Ontane shrugged. He cast a shifty-eyed look at the shed doors, as if wondering if his wife or daughter were listening. “The Knights thought it be too risky to take her a few days ago, why should you take her now? She’ll be needing another mother to be with her when she . . .” He spread his hands.
“My lady friend is one of the best midwives in the City of Glass. She has delivered hundreds of children and birthed nine of her own. Do you want a more experienced woman?” Or do you want me to take your wife off your hands as well? “Two hundred and fifty silvergulls?”
Ontane tightened his arms over his chest. “It’s not up to me to agree on something like this. Dara’s gonna kill me if I do anything to the girl.”
Tandor had only met the girl’s mother once, a dumpy, unattractive woman with a permanent scowl on her face.
“Your wife will be glad you have the money to buy her a new carpet.”
“There
be nothing wrong with my carpet!” A blush rose to Ontane’s cheeks. He snorted and looked down. “Although it’s not exactly new . . .”
“Precisely. Women notice these things, take it from me.”
“Hmph. What do you know about women?”
“Enough to know that I’m right.”
Ontane sniffed and raked hair away from his face. “I don’ like it. Why do you want her to come anyway? I thought you were hiding her with us here.”

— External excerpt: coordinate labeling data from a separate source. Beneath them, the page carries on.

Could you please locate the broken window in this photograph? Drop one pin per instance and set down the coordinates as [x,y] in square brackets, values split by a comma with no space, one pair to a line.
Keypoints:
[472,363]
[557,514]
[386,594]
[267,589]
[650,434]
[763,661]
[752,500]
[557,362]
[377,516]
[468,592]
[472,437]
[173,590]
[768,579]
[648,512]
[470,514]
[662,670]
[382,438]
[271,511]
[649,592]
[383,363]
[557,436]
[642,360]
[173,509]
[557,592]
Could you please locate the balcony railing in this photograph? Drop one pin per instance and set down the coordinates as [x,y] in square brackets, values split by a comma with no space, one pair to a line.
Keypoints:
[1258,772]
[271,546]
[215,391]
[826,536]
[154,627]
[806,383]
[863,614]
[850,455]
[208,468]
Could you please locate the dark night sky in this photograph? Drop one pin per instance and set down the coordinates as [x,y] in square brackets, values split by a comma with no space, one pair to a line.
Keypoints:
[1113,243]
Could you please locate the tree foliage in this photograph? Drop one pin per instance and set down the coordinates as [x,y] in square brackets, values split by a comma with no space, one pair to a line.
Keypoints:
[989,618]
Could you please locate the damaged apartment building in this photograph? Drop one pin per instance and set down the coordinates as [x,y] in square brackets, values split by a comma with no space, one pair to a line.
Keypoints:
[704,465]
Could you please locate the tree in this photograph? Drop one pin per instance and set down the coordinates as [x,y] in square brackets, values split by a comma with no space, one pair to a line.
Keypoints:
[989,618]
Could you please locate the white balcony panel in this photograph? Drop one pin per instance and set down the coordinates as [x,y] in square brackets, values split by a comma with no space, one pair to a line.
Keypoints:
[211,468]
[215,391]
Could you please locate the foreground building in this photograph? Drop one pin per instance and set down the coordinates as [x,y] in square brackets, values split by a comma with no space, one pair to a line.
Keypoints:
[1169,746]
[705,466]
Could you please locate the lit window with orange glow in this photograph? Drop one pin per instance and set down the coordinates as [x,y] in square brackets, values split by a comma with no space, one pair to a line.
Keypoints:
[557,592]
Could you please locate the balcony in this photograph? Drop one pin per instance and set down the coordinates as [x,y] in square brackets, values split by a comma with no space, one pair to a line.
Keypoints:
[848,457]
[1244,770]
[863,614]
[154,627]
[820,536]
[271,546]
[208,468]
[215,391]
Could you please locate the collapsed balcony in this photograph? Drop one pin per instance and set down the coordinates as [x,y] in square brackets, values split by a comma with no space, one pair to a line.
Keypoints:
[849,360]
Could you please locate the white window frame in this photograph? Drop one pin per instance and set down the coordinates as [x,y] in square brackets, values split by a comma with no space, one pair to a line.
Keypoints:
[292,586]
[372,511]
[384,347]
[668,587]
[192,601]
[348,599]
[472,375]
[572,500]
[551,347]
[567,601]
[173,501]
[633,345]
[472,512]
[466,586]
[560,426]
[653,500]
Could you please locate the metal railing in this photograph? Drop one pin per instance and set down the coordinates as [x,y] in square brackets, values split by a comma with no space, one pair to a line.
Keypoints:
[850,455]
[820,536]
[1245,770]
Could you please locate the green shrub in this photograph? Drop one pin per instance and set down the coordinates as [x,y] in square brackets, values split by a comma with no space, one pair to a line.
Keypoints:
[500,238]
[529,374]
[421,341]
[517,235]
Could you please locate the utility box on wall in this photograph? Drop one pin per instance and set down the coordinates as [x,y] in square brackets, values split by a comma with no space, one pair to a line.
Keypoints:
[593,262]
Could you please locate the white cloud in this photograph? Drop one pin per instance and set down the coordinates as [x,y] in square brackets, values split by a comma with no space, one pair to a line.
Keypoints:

“I was, but your stupidity of bringing the Knights down on Bordertown has changed everything—”
“How many times do I need to tell you: it weren’t my fault.”
“Whoever’s fault it was, I need to go into the City of Glass to get the children back. Including, I presume, your grandson’s father. Don’t tell me none of the other families in Bordertown question why you got to keep your daughter.”
Ontane’s face went red. “I told you: the Knights din’ want to take her like this.”
“I’ve not known the Knights to show such compassion. Maybe there was a bribe involved?”
“Hmph.” Ontane scuffed his feet in the snow. “I want three hundred silvergulls.”
“That’s robbery!” But Tandor knew that now Ontane started negotiating, he’d won.
“It may be, but I’m the one that’s happy with my daughter being where she is.”
“And with an old carpet on your floor. Two hundred and sixty.”
“What do you think I am? I want two-ninety.”
“A man with a nose for business. I could just walk away from this deal and you’d get nothing. In fact, I’m in a hurry, so I best get going.” Tandor picked up another of his packs and set it on top of the chest, then went about lashing both items to the luggage rack.
Ruko was jiggling his leg and fiddling with the reins.
“No, no. It’s not as easy as that, mister. Two-eighty.”
“Da, what’s going on?” The shed door had opened and the girl poked her head out.
“Go back inside, Myra,” Ontane said.
“You’re talking about me.”
“We weren’t.”
“You can’t fool me, Da. I heard you. What’s it about?”